A more charitable view is that AMS was fully aware of the problem with enforced segregation, but was unable to address it in the rulemaking process. WTO’s report clearly stated:
“… in reaching its finding of detrimental impact, the panel found that it is the recordkeeping and verification requirements that ‘necessitate’ segregation, and that create an incentive for U.S. producers to process exclusively domestic livestock and a disincentive to process imported livestock. That is, the panel found that the recordkeeping and verification requirements imposed under the COOL measure lead to the detrimental impact on imported livestock in the U.S. market.”
As I read it, “detrimental impact” means discrimination. Yet AMS’ proposal not only does not address this, it requires even more segregation, thereby enhancing the discrimination and detrimental impact on imported livestock. It’s little wonder that Mexico and Canada cried foul, with the latter already threatening retaliatory action if the U.S. doesn’t fix COOL to WTO’s satisfaction.
USDA and the Obama administration are in a bind. They surely know that the AMS proposal won’t bring COOL into WTO compliance. To do so, the COOL regulation would have to allow a “Product of the U.S.” label on all fresh meat produced in a U.S. facility.
This would be applied regardless of where an animal was born or raised. The animal would simply have to be slaughtered and processed in the U.S. Ironically, the label would be how USDA’s Food Safety and Inspection Service defines “Product of the U.S.”
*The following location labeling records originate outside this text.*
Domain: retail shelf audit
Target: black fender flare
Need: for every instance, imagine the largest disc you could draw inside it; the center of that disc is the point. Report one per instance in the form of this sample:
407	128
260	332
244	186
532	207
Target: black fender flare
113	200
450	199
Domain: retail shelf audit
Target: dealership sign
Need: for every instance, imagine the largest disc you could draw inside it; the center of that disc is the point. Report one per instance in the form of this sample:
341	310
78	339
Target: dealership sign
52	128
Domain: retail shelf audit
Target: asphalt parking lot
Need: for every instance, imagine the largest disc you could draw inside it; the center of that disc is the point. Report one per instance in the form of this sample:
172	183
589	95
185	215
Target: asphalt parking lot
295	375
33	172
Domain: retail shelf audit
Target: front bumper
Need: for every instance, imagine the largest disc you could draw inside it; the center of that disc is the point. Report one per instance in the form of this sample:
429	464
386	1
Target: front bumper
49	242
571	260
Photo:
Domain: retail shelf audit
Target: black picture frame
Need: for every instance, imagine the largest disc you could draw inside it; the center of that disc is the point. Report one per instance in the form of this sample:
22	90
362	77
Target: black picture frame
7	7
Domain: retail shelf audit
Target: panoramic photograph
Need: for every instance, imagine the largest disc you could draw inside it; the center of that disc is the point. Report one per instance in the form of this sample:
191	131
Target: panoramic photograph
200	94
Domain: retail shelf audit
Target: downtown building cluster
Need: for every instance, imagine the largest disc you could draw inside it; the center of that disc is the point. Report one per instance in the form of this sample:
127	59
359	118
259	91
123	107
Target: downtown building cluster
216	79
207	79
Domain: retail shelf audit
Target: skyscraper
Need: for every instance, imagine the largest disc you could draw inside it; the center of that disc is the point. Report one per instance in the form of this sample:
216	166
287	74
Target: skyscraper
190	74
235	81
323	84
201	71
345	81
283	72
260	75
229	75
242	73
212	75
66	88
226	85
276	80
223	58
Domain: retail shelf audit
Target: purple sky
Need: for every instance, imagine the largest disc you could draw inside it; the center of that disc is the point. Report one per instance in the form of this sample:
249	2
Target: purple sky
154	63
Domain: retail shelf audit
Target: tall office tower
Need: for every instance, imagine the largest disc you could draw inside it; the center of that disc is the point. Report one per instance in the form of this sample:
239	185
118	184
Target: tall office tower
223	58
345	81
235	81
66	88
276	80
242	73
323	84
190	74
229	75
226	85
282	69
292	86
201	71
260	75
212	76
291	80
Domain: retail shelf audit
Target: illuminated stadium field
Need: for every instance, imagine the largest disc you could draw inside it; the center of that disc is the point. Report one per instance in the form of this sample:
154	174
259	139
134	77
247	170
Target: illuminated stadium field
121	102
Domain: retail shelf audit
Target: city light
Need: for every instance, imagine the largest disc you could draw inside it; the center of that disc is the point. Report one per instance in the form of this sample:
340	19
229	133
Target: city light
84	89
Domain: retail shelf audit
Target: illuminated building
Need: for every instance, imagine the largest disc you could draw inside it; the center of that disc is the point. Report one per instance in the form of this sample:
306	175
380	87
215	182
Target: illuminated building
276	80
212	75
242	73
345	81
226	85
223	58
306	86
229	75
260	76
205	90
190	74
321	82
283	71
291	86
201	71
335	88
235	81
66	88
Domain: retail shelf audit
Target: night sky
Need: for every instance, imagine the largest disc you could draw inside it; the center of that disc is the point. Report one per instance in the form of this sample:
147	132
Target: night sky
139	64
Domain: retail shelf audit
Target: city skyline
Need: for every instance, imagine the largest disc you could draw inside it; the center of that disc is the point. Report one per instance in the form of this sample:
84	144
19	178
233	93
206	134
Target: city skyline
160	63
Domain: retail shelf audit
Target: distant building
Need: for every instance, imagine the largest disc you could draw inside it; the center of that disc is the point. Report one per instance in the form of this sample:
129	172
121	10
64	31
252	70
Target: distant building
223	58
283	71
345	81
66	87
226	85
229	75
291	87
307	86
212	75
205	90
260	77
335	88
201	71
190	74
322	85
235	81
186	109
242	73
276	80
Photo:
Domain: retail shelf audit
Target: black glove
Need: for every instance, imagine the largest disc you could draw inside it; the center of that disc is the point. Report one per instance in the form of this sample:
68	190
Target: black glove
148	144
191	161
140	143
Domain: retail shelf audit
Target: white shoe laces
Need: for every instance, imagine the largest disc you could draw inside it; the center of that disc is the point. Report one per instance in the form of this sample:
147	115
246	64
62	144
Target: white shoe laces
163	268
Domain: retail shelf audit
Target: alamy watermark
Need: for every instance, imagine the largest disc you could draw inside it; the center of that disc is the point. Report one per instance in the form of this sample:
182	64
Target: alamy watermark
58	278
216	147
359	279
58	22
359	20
The bind is that the move to such a label can’t be achieved by regulation, but only by an amendment to the COOL statute. This will require intensive lobbying of members of Congress and a legislative mechanism (maybe the new farm bill) to attach an amendment to.
Therefore, the COOL saga is far from over. Here’s how it might play out:
AMS, as required, will note comments from supporters and opponents of its proposed amendment. But it will ignore arguments that it improperly failed to consider its proposal to be economically significant and failed to conduct the appropriate economic analysis. It will ignore arguments that several beef plants might have to close. It will ignore pleas for AMS to withdraw the rule.
Instead, AMS will publish a final rule in time to meet WTO’s May 23 deadline for compliance. Within 90 days after that, WTO will respond by saying the amended rule doesn’t bring the U.S. into compliance with its WTO obligations. Canada and Mexico will then request permission to initiate retaliatory action. The U.S. will ask for more time and the political battle in Congress over COOL will restart.